Before the white settlers arrived, Brandon was the center of Indian activities. More than 50 Indian sites have been documented in Rankin County. At the time the county was created, the future town site was a flourishing trade settlement and camping site for travelers. Early settlers were looking for rich land, game and fish. They raised livestock, hunted and logged. About 200 yards south of the Brandon High School was a camp site or accommodation place where the owner kept a few goods and plenty of whiskey for customers who came to this trading center from areas east of the Pearl and to the south.
Prior to 1828, 31 residents of the area of Hinds, that was located east of the Pearl, petitioned the Legislature to divide Hinds and form a new county seat with a seat of justice near the center for the convenience of its inhabitants.

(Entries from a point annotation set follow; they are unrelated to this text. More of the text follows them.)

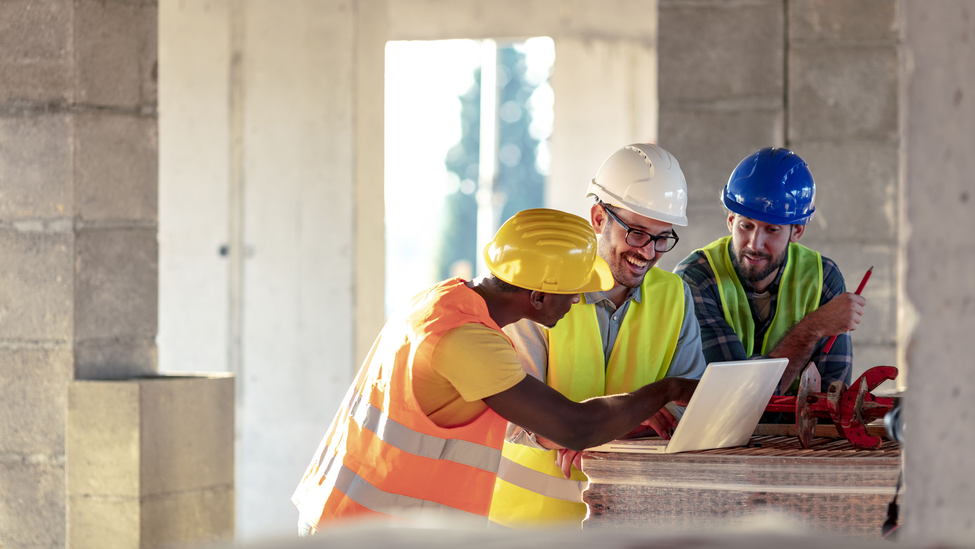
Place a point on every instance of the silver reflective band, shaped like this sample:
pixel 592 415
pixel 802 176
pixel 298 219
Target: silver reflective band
pixel 403 438
pixel 365 494
pixel 540 483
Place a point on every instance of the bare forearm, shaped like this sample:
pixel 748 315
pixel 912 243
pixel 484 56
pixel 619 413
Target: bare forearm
pixel 797 345
pixel 578 426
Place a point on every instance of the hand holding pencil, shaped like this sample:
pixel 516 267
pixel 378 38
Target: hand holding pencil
pixel 863 282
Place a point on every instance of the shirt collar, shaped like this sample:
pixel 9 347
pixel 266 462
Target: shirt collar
pixel 592 298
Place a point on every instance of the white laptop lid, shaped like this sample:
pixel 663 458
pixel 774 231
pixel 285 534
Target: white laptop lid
pixel 723 412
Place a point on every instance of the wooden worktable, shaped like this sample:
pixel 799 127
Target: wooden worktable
pixel 830 487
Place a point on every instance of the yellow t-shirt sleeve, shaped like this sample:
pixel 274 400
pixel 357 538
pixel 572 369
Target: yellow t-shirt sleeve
pixel 469 363
pixel 478 361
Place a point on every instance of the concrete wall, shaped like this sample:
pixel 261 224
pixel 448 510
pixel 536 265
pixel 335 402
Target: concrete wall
pixel 817 76
pixel 256 155
pixel 78 255
pixel 939 261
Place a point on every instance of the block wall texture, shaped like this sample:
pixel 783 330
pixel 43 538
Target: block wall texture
pixel 77 231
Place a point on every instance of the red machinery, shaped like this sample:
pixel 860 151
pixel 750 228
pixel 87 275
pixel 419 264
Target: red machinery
pixel 851 408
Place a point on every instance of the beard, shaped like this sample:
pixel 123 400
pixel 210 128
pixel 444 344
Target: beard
pixel 753 275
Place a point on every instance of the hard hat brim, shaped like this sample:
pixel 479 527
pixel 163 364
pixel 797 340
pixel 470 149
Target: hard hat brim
pixel 601 280
pixel 764 217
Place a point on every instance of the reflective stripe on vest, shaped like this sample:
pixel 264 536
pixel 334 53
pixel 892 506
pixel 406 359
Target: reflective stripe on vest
pixel 420 444
pixel 539 494
pixel 382 454
pixel 800 290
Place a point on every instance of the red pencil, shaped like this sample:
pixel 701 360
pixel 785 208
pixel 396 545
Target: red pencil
pixel 866 277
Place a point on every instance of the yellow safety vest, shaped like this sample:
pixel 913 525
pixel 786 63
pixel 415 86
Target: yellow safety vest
pixel 800 290
pixel 530 490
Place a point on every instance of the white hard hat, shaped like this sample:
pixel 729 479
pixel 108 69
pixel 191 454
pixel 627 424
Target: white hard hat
pixel 644 179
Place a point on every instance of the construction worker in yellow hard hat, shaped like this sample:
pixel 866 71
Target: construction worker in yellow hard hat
pixel 421 429
pixel 639 330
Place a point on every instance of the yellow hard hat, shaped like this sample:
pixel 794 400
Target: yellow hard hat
pixel 548 251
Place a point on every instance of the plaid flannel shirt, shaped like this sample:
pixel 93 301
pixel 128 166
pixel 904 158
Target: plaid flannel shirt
pixel 719 340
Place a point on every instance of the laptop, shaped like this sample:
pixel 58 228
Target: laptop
pixel 722 412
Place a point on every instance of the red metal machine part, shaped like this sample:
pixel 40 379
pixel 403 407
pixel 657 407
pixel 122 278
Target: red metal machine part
pixel 851 408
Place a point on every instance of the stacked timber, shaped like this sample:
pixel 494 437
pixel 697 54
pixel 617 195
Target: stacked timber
pixel 829 487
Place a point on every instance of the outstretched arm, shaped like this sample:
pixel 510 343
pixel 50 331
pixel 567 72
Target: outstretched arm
pixel 577 426
pixel 838 313
pixel 842 314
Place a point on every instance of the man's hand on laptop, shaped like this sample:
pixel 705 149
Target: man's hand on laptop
pixel 566 459
pixel 681 389
pixel 662 424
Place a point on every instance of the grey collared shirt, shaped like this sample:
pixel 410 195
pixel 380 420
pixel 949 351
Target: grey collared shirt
pixel 531 345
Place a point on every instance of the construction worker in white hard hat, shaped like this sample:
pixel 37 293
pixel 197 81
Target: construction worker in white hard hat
pixel 640 330
pixel 420 431
pixel 758 292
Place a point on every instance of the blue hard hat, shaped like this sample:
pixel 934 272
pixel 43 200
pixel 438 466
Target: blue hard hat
pixel 772 185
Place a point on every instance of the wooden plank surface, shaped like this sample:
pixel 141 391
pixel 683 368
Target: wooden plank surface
pixel 830 487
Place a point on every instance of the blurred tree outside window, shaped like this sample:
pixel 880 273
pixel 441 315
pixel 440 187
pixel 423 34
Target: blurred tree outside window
pixel 431 211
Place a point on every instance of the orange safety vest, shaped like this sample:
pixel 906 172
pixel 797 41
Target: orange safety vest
pixel 382 455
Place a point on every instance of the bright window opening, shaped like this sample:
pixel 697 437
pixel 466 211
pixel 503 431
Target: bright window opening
pixel 449 105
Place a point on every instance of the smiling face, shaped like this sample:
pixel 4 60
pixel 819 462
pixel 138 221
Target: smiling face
pixel 627 263
pixel 759 248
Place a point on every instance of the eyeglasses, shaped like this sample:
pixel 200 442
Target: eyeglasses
pixel 638 239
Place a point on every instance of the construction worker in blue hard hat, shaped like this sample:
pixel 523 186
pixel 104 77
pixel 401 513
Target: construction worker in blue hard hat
pixel 758 292
pixel 615 339
pixel 420 432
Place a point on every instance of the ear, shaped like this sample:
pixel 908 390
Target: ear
pixel 537 299
pixel 597 216
pixel 797 231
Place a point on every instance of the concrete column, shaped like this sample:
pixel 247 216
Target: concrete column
pixel 150 462
pixel 721 98
pixel 842 119
pixel 938 125
pixel 77 232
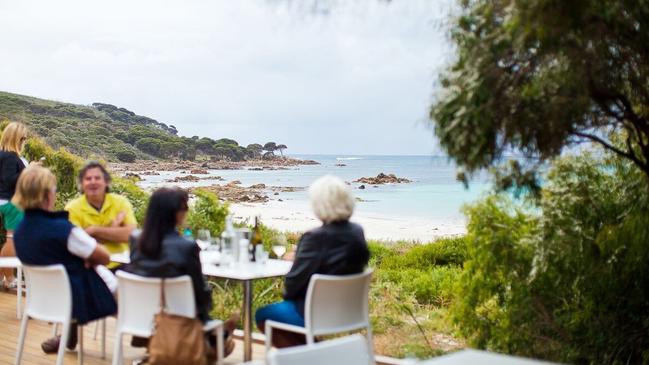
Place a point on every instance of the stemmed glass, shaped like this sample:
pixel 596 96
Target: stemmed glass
pixel 279 247
pixel 203 239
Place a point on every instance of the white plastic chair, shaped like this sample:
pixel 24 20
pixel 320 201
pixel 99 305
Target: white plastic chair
pixel 139 301
pixel 49 298
pixel 350 350
pixel 334 304
pixel 14 263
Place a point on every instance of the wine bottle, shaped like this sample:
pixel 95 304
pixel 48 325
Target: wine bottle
pixel 255 239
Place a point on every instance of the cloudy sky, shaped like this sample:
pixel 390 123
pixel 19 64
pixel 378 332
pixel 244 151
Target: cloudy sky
pixel 332 77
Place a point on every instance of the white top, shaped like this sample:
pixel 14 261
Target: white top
pixel 81 244
pixel 248 271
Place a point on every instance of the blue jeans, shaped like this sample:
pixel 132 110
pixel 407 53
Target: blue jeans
pixel 285 312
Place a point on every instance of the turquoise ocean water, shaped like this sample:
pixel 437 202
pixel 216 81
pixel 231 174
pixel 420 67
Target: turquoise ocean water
pixel 434 192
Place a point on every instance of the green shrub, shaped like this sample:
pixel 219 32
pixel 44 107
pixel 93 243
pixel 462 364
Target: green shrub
pixel 433 286
pixel 139 198
pixel 569 282
pixel 126 156
pixel 207 212
pixel 446 251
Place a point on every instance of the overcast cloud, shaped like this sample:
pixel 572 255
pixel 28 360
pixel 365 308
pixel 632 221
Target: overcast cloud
pixel 334 77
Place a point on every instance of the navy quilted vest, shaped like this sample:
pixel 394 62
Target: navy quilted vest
pixel 41 239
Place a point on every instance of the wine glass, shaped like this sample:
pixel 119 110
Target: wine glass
pixel 203 238
pixel 279 247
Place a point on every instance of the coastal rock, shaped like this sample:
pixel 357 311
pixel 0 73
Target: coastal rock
pixel 279 163
pixel 382 179
pixel 132 176
pixel 188 178
pixel 238 194
pixel 286 189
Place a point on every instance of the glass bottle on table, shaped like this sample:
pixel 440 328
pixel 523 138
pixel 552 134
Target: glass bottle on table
pixel 279 247
pixel 229 248
pixel 255 239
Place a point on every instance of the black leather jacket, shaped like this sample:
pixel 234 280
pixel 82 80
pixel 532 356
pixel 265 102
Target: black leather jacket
pixel 10 168
pixel 178 257
pixel 337 248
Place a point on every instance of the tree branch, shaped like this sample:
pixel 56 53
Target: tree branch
pixel 628 154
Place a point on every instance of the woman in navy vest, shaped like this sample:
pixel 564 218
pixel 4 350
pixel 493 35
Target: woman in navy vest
pixel 45 237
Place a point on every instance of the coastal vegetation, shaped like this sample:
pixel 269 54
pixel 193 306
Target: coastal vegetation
pixel 104 131
pixel 412 303
pixel 559 272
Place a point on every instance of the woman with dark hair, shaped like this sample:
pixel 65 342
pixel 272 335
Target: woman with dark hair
pixel 160 251
pixel 12 164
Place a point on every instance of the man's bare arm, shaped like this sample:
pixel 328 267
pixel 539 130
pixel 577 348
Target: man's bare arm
pixel 111 234
pixel 99 256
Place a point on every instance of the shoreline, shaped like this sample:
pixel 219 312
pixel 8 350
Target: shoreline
pixel 288 215
pixel 299 218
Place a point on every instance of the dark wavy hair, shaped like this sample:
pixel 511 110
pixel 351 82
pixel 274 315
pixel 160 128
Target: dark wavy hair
pixel 164 205
pixel 93 165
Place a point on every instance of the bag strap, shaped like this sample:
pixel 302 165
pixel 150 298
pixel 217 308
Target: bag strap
pixel 163 304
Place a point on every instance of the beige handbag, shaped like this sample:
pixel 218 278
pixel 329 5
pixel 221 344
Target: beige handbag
pixel 176 339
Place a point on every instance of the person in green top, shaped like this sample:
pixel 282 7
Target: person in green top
pixel 105 216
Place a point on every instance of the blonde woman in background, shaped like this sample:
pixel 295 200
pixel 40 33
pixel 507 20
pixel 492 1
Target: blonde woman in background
pixel 11 165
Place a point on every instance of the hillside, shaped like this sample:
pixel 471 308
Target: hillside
pixel 107 131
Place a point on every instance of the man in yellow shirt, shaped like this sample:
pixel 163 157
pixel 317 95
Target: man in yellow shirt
pixel 105 216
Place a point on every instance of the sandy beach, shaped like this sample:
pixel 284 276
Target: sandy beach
pixel 278 208
pixel 285 216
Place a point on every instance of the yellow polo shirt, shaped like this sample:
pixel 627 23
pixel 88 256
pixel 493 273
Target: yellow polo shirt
pixel 83 215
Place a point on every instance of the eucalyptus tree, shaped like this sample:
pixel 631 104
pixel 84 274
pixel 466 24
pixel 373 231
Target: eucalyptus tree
pixel 535 76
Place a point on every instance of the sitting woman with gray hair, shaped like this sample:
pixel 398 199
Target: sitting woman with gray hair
pixel 338 247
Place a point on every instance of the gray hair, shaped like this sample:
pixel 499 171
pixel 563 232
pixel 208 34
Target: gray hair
pixel 331 199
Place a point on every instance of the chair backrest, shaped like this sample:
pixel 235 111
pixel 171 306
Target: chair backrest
pixel 350 350
pixel 337 303
pixel 139 300
pixel 49 296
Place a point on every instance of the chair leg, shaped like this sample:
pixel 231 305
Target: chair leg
pixel 103 338
pixel 269 337
pixel 19 293
pixel 65 333
pixel 80 336
pixel 21 339
pixel 117 352
pixel 94 335
pixel 370 345
pixel 220 344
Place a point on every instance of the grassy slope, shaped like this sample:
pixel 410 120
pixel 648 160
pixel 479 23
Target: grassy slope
pixel 83 130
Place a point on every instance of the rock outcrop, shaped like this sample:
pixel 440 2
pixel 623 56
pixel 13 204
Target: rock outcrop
pixel 382 179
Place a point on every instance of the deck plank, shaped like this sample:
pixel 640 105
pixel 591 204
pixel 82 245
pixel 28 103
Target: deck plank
pixel 38 331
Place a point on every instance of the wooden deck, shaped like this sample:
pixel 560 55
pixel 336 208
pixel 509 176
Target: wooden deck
pixel 38 331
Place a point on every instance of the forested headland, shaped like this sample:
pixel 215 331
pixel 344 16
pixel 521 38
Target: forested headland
pixel 116 134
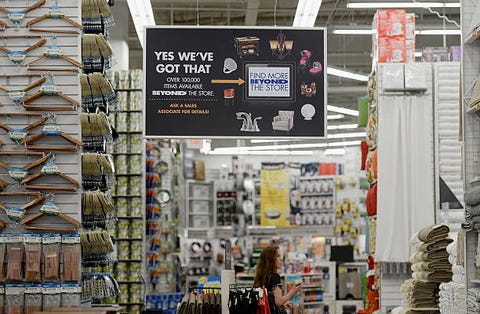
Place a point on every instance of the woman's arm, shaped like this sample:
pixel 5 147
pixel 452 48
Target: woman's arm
pixel 281 299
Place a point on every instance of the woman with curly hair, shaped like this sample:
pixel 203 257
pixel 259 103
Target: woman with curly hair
pixel 266 274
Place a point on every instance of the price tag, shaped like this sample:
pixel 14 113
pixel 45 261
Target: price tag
pixel 49 89
pixel 50 168
pixel 16 95
pixel 51 129
pixel 49 208
pixel 17 173
pixel 16 16
pixel 17 134
pixel 16 56
pixel 53 52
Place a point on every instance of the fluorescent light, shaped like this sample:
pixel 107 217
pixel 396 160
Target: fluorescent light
pixel 347 74
pixel 335 116
pixel 285 146
pixel 438 32
pixel 335 151
pixel 269 141
pixel 342 126
pixel 342 110
pixel 142 15
pixel 353 31
pixel 395 5
pixel 263 152
pixel 346 135
pixel 306 14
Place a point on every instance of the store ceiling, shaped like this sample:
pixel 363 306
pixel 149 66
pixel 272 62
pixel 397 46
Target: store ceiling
pixel 352 52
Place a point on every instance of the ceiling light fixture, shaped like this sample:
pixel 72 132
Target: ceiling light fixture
pixel 353 31
pixel 142 15
pixel 306 13
pixel 347 31
pixel 335 116
pixel 262 152
pixel 438 32
pixel 335 151
pixel 342 126
pixel 350 112
pixel 288 146
pixel 347 74
pixel 397 5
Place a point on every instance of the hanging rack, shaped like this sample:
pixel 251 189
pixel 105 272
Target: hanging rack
pixel 50 169
pixel 54 12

According to the House Journal of the 11th Session of the Legislature and the Senate, a bill was presented on February 4, 1828, stating that all the portion of Hinds County, lying east of the Pearl River, shall form and constitute the county of Rankin- in memory of the late Honorable Christopher Rankin, a distinguished lawyer and politician who served Mississippi in Congress from 1819 until his death 1826.
In January of 1829, Brandon, named after the first native born governor- Gerard C. Brandon, was given the county seat. The big trees and cane were cleared from what we call the square and the courthouse was erected in the center. During the Civil War, Brandon felt the full wrath of General Sherman's Army as it marched through Jackson to Vicksburg. Most of the town was burned by the Yankee soldiers and most private homes were looted or burned. At the center of the town square stands a monument of a Confederate soldier placed there by the United Daughters of the Confederacy. The site of the monument is historic because on that exact spot, General Sherman had his soldiers stack arms while he occupied the town.
It has been said that Brandon has furnished the state of Mississippi with more governors, senators, congressman, judges, district attorneys, physicians and teachers than any other town its size in the state. Brandon has often been called the "City of Red Hills Laden with Golden Opportunities".
Population per 2000 Census 16, 436; Mary Ann Mobley, beauty queen and actress. is known as being a resident of Brandon. Brandon is the County Seat.